Frame-based or frameless approaches to deep brain targets require planning of insertion trajectories that mitigate hemorrhagic risk and loss of function. Currently, this is done empirically by manual inspection of imaging data.

     We propose an intuitive software framework for computer-assisted trajectory planning, applied initially to insertion of deep brain stimulator (DBS) electrodes.

      

     Our framework accepts the following user-inputs: a target point (e.g. subthalamic nucleus), a set of surgical constraints (e.g. avoidance of blood vessels, cerebral sulci, ventricles), and multi-modal patient datasets (T1-weighted, T2-weighted, susceptibility-weighted and time-of-flight MR images). These datasets are automatically processed to extract a list of entry points after definition of a broad search-space avoiding critical brain areas (e.g. primary sensorimotor and speech areas). An automatic algorithm aggregates the many requirements into a meaningful ranking of optimized trajectories.

     Thousands of trajectories are processed in <4 minutes.
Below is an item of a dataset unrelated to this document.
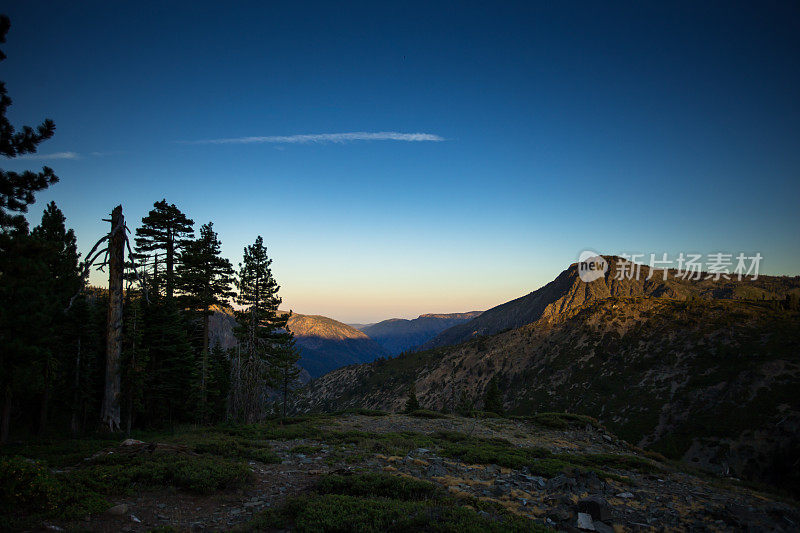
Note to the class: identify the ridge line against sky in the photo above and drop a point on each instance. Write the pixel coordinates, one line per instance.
(339, 138)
The problem is reduced to well-defined patches of best-ranked trajectories, presented to the surgeon for evaluation using an intuitive color-scale overlaid onto a 3D reconstructed cortex. Analysis of 8 DBS cases reveals that automatic planning can provide alternative trajectories further away from vessels or sulci compared to manual planning alone. This novel method may improve insertion safety, and reduce surgical time.

     This is a retrospective study.

     Using high computational power, our framework provides rapid, objective optimization of many customizable constraints across dense, multi-modal, datasets.

     The tool allows efficient optimization of patient-specific DBS lead trajectories, and can be generalized to trajectory planning for biopsies, endoscopy, insertion of depth electrodes, and approach corridors to deep-seated tumors.